Acton explains why historians so wish to avoid methods that require some sort of moral judgment. He explains the need for autonomy in scholarship with a clarity and vigor I had no seen before. In reviewing German schools of history, he credits Leopold von Ranke with writing as a dispassionate, detached, apolitical story teller.
Now Ranke, and his brand of historicism, is often denounced in a few swift, familiar moves. A quote from Benjamin here and a few "don't you know" statements about Prussian nationalism, then he is finished.
On the question of autonomy, however, Acton explains what an innovation it was for an historian to write with automatically being in the service of the state, politics, or church theology. Ranke was different from his predecessors for they wrote history as "applied politics, fluid law, religion exemplified, or [in] the school of patriotism." Today we would add the free market to the list of institutions which demand obedience in writing history. Write history so that it will sell well, reads the injunction.
Now impartiality is often an excuse for allowing prejudices to remain unchallenged, and surprisingly Lord Acton acknowledges just that--Ranke refrained from judging history so as to not disturb German patriotic allegiances to historical figures, such as Martin Luther or Frederick the Great, who clearly could be subject to moral criticism.
Autonomy in historical scholarship is sometimes open to political critique, but really these days it is much more challenged by market forces. How many times have we sat on committees where we discussed whether a potential dissertation topic was saleable? The job market and the reading market and the dean's market shape our conversations much more than any supposed drive to know.

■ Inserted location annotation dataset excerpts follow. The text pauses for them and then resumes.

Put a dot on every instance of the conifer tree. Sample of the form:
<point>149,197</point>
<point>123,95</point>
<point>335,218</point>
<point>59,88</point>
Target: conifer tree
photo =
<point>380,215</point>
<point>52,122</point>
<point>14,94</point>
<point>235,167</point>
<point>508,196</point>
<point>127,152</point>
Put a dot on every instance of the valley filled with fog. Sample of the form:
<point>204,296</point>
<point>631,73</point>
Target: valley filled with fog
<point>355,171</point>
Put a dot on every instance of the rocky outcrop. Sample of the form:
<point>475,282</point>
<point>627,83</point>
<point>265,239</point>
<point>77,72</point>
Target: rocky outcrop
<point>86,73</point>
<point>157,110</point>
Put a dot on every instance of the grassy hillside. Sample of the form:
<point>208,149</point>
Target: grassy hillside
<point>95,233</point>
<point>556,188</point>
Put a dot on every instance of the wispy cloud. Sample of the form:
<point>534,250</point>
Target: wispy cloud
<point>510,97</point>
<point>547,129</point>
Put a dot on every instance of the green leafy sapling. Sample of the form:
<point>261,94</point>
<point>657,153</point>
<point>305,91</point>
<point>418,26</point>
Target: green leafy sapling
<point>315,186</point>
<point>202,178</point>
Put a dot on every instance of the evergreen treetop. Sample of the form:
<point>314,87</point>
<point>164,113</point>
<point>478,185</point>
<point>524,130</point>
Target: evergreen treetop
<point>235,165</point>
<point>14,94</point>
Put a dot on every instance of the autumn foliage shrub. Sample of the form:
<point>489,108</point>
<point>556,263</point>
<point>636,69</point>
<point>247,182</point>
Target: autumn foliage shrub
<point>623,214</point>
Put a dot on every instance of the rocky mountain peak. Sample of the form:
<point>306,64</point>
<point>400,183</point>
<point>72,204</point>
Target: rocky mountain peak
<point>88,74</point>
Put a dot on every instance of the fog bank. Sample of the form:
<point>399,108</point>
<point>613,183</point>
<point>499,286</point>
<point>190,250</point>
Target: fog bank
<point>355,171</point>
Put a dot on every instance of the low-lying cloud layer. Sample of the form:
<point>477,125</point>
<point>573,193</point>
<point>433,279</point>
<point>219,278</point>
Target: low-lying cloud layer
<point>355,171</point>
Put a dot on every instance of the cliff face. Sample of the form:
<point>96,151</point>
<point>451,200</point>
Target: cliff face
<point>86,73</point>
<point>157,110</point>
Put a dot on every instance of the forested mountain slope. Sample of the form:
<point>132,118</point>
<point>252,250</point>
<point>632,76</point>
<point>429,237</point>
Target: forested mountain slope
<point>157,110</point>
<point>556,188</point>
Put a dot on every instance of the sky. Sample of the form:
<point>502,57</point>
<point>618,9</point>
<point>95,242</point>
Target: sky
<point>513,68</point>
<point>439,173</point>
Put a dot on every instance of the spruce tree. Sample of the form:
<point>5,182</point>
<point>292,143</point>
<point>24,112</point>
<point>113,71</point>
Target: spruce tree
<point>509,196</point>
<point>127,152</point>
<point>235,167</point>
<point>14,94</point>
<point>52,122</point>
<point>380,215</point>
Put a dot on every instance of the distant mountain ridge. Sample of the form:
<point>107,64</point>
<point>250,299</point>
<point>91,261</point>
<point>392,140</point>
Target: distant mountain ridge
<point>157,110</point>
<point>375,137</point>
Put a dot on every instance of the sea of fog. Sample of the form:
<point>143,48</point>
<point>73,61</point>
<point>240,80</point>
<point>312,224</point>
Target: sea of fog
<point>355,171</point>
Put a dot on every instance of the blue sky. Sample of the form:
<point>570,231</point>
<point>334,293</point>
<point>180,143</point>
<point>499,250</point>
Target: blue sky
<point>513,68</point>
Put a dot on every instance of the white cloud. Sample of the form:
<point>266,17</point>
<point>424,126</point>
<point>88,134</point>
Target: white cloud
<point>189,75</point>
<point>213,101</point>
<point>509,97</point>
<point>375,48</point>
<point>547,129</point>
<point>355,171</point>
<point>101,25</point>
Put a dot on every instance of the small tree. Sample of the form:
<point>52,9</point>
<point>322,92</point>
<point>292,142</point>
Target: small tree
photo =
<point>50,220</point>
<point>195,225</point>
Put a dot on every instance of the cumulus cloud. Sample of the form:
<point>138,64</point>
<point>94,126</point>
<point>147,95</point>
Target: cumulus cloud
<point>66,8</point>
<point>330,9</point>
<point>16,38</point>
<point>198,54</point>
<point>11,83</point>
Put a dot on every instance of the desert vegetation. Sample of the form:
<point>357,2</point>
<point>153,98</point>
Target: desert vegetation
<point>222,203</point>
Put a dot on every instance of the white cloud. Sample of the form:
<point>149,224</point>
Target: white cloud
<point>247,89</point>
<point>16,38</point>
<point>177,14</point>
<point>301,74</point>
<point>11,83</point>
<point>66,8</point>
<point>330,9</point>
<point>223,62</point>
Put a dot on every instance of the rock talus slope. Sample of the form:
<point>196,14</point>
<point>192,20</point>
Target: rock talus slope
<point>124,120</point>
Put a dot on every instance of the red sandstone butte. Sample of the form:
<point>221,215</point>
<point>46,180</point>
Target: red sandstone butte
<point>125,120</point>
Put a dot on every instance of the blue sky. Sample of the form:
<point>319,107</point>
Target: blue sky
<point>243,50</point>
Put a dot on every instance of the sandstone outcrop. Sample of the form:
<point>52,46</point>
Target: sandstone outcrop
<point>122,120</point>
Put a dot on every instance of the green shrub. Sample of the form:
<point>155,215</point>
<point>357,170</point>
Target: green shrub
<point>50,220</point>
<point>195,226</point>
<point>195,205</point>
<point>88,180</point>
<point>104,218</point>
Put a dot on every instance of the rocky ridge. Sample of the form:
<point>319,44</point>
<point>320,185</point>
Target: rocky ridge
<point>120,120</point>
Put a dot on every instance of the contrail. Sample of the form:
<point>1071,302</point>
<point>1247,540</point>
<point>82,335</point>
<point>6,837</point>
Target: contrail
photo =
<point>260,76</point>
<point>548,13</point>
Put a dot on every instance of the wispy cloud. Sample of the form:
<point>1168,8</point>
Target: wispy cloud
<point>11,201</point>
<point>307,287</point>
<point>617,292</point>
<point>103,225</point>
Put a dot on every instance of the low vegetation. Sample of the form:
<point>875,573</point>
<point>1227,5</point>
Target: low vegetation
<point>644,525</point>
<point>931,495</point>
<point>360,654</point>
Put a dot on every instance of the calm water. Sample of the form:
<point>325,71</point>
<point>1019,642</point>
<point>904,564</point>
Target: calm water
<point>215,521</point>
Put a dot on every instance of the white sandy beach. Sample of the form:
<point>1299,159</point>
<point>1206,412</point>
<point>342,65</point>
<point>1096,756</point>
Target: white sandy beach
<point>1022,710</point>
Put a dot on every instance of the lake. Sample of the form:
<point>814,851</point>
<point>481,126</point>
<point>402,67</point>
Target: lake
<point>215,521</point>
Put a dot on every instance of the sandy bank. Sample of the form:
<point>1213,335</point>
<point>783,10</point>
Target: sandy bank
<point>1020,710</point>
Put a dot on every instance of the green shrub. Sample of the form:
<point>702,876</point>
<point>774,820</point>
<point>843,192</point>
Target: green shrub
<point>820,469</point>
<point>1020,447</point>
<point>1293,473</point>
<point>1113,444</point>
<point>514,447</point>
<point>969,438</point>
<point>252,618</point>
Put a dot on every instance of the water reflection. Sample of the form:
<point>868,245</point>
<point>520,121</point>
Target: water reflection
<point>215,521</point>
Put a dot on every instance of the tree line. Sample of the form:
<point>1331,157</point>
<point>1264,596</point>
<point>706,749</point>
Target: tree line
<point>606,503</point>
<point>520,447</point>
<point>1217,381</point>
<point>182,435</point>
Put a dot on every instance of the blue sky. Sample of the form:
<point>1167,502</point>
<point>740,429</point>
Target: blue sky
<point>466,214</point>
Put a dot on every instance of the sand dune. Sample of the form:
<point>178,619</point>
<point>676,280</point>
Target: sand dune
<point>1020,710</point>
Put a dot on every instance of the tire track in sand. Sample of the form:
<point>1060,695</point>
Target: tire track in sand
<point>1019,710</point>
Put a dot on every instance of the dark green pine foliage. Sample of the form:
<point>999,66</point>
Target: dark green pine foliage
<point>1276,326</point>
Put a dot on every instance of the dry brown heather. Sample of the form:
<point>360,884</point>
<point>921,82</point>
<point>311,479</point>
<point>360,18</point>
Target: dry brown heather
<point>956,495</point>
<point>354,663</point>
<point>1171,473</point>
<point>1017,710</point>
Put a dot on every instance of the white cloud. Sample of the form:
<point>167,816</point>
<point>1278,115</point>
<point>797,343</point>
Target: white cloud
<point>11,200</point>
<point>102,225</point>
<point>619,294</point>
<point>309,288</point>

Surely this was true for Ranke, as well. He sold gobs of books to the general audience. Acton does not mention the importance of this market, it is still invisible to his academic eyes, yet his argument for autonomy, for writing without serving an immediate end, applies brilliantly to our own neo-liberal institution.
History departments jettison fields because they don't want to hire faculty to teach in them. European history no longer matters in a global, post-colonial world, it is sometimes said, so some departments stop teaching in it. Surely there is no scholarly justification for tossing out entire fields of history, but in a budget driven, enrollment-oriented university, it takes just a few meetings to put an end to an entire field of knowledge.
This is the new threat to autonomy, far more serious a concern than the intrusion of theory into history. It is an entirely different pressure on scholarship than the ones Acton and Ranke recognized.